Maureen McClure, an associate professor in the department of educational foundations, organization and policy and director of the Institute for International Studies in Education, helped recruit Shafiq to Pitt. A member of CIES, she said when working with Shafiq, “what you see is what you get.”
Shafiq excels at analyzing problems in a measured, thorough way, all while maintaining a sense of humor in good times and bad, according to McClure. He’s a “diplomat” in his role as executive director at CIES, and a “good global citizen” across the board.
“He is a methodologist, he is a comparativist, he is a very fine statistician and he puts that to work for the social good,” McClure said.
Shafiq preaches a slow and steady strategy to his students, one that will lead them to a satisfying, sustainable career. Many doctoral students will rush to build an impressive resumé by contributing to a well-established professor’s research, Shafiq said, but this prevents students from nurturing their academic independence.
Shafiq admitted that forgoing early publications and citations in top journals may be “frustrating” for students, but it will leave them “much better equipped for the long run” — a lesson imparted by Levin at Columbia.
Nuance and integrity reign supreme for Shafiq, guiding his research despite conformist pressures.
Following the 9/11 attacks, policymakers coalesced around education as a tool to root out extremism and seed support for democratic advancement in Muslim countries, Shafiq said.

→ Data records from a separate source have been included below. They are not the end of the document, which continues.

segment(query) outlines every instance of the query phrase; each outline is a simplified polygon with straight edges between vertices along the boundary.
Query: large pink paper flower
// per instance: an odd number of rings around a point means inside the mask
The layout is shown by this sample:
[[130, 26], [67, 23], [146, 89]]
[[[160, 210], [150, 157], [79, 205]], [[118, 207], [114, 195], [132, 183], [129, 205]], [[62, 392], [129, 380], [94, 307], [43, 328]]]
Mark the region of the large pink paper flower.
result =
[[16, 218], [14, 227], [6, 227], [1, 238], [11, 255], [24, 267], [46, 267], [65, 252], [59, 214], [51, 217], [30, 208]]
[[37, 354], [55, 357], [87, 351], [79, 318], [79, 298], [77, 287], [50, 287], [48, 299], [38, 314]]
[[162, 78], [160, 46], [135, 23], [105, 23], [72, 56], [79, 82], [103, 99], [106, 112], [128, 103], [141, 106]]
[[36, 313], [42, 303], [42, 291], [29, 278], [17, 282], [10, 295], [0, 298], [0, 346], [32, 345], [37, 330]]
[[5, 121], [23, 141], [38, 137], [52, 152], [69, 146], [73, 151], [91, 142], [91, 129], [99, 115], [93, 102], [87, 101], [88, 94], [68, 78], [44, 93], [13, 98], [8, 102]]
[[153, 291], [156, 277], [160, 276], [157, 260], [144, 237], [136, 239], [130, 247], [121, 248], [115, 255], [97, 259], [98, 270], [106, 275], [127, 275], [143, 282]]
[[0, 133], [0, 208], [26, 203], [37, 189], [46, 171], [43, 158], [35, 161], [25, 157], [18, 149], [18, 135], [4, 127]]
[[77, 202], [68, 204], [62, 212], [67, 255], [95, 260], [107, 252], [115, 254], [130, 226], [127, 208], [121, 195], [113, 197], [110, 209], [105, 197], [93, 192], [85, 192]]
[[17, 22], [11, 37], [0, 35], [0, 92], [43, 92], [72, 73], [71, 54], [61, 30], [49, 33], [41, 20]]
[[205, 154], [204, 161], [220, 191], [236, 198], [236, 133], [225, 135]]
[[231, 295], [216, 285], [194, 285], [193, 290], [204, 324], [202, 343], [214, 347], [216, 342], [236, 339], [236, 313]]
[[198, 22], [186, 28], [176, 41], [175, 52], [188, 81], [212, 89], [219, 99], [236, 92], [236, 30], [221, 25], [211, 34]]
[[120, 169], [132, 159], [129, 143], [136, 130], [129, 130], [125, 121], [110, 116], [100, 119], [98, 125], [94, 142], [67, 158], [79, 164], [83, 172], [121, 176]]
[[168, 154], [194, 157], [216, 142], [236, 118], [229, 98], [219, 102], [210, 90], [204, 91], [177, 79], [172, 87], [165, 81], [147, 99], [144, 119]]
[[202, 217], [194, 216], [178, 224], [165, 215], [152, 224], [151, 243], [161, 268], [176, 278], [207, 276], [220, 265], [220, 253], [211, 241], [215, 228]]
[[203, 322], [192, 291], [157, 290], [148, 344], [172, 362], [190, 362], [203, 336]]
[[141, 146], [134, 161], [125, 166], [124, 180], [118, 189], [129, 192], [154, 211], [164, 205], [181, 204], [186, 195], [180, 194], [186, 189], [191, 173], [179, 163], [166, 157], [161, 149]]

His research found that while educated people tend to support a degree of democratic advancement, support for suicide bombings increased in some cases.
Governments, international organizations and journalists seek clear-cut, simple answers. Nuanced research isn’t as “readily accepted” in policy circles, Shafiq said, particularly if it contradicts the prevailing narrative.
The World Bank, which Shafiq has consulted for since 2003, asked him to contribute a study on early childhood education to their 2018 World Development Report. Despite the organization’s support for investment in this area, his results showed virtually no correlation between early childhood education and socioeconomic attainment.
When the report came out, Shafiq’s study was nowhere to be found.
“If your research does not almost entirely support the narrative that is being pushed, you don’t get to have a seat, I mean, you don’t really get to make a difference,” Shafiq said. “I’m okay with that.”
Manipulating data might have allowed him to grow his fame within academia, but honest interpretation comes more naturally to him — an instinct he tries to pass along to his students.
“There is always a way to torture the data to have it submit in a way that confirms what is socially desirable,” Shafiq said. “The pressures are intense to come up with a finding that’s tweetable, that can get a lot of attention, but in my view, it’s not worth the reputational damage in the long run.”
True to form, Shafiq finds a comparative silver lining in the tension between researchers and policymakers.
“That’s the great thing about American academia, is that it doesn’t matter if people like your findings or not –– we’ve got tenure, we still have a job and that encourages us to tell the truth,” Shafiq said. “The public trusts us to do the right thing and to present reality and the messy version that it is.”